大学生だって言うし、見たところちゃんとフツーに育ってるみたいだし、子守が必要には見えないぜ?」
いつも通り無駄口は一切叩かず、ペタは単刀直入に用件を言い渡してくるが、もっぱら『主』であるファントムの『闇』部分の『処理』を担当しているパウゼとしては、この分野違いな『監視&護衛』を命じられる理由も知りたいところである。
対象を殺すというのであれば、いつものことだが・・・・監視をし、尚かつ守れと言われるのは初めてだ。
一体、『主』とこの青年・・・アルヴィスの関係は何なのか、興味も湧くというものである。
「―――――忠告しておくが、絶対に手は出すなよ」
そんなパウゼの心を読んだのか、ペタがその無機質な緑青(ろくしょう)色の瞳を眇(すが)め、静かに言った。
「アルヴィスは、ファントムのお気に入り。
しかも、彼にとって唯一にして最愛の存在だ。・・・手を出せば、その逆鱗に触れることとなるであろうな」
「・・・・ファントム様の、・・・!?」
「だからこそ彼自ら、お前を指名した。
その姿なら学生として大学内でも自然に馴染み、常にアルヴィスを見張ることが出来・・・いざとなれば守る為に手段を選ばず講じることが出来るだろう、・・・お前を」
「!? 俺を、・・・ファントム様が・・・!!」
今度こそ、パウゼはペタの言葉を、驚愕とそれを上回る歓喜と共に耳にした。
護衛しろと言われた対象が、『主』にとっての最愛の存在であると聞いた時も驚いたが、この衝撃はそれ以上だ。
ファントムが、名指しでパウゼにと命じた。
―――――それは、パウゼにとって身に余るほどの栄誉(えいよ)である。
信頼し、力を認め、自分が適任であると『主』が思ってくれたことの証だ。
「・・・・ファントム様の、恋人・・・?」
「そうだ」
「その護衛を、俺が・・・?」
「そうだ」
「・・・・・・・っ!」
余りの感激に、言葉が出なかった。
ファントムにとっての、大切な存在。
それを守るという大切な『任務』に、パウゼを指名してくれたのだ――――――他ならぬ、『主』が。
そう考えただけで、武者震いしてしまう。
さっきまで頭から離れなかった、彼の『目の色』のこともアッサリと霧散する。
「重要な仕事だと、分かったか?」
「・・・ああ、勿論・・・!」
確認するようなペタの言葉にも、パウゼは真摯(しんし)な様子で頷いてみせた。
自分が神とも仰ぐ存在である『彼』自ら任せてくれた仕事に、パウゼが異存などある筈も無い。
むしろ、『主』の掌中の珠ともいえる存在を守れるのは、配下としては光栄の極みだ。
最初耳にした時は、何ともやり甲斐のない畑違いな仕事だと思い、まるでやる気が起きなかったパウゼだが。
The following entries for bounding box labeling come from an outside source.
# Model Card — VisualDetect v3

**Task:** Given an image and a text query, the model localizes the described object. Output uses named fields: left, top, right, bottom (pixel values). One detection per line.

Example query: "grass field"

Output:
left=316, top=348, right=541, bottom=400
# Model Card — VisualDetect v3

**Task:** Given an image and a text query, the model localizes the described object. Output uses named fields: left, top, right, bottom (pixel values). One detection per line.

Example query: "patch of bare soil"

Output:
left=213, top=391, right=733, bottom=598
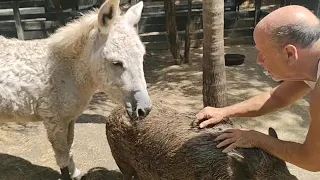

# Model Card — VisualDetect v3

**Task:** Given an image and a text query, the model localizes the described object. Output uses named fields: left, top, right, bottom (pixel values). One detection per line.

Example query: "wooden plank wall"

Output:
left=0, top=0, right=262, bottom=49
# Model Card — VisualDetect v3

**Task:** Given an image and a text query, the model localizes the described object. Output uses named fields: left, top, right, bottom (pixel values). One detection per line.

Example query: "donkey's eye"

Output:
left=112, top=61, right=123, bottom=67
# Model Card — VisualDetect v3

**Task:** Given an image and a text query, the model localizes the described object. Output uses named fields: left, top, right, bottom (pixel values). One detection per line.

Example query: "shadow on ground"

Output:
left=0, top=153, right=60, bottom=180
left=81, top=167, right=123, bottom=180
left=0, top=153, right=122, bottom=180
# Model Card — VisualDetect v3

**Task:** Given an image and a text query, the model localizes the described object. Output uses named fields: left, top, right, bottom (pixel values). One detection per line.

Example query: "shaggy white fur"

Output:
left=0, top=0, right=151, bottom=177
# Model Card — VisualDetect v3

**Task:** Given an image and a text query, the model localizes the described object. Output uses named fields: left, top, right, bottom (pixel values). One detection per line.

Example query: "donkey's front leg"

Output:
left=67, top=120, right=81, bottom=180
left=44, top=118, right=80, bottom=180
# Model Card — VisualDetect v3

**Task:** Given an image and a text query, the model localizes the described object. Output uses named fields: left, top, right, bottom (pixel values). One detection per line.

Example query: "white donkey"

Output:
left=0, top=0, right=152, bottom=179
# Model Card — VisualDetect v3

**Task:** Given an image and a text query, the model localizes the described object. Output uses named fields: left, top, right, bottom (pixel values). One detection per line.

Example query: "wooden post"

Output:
left=315, top=0, right=320, bottom=18
left=13, top=0, right=24, bottom=40
left=254, top=0, right=261, bottom=26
やはり事情が変われば、俄然テンションは上がってくる。
『主』のお役に立ちたいというのが1番の理由だが、それ以外にも、『主』がそういう手段を講じる以上・・・何らかの血生臭い事態が生じる可能性も濃厚だろう。
それならば、普段から『主』の闇sideで活躍しているパウゼの腕前が、鈍る羽目にはならなさそうである。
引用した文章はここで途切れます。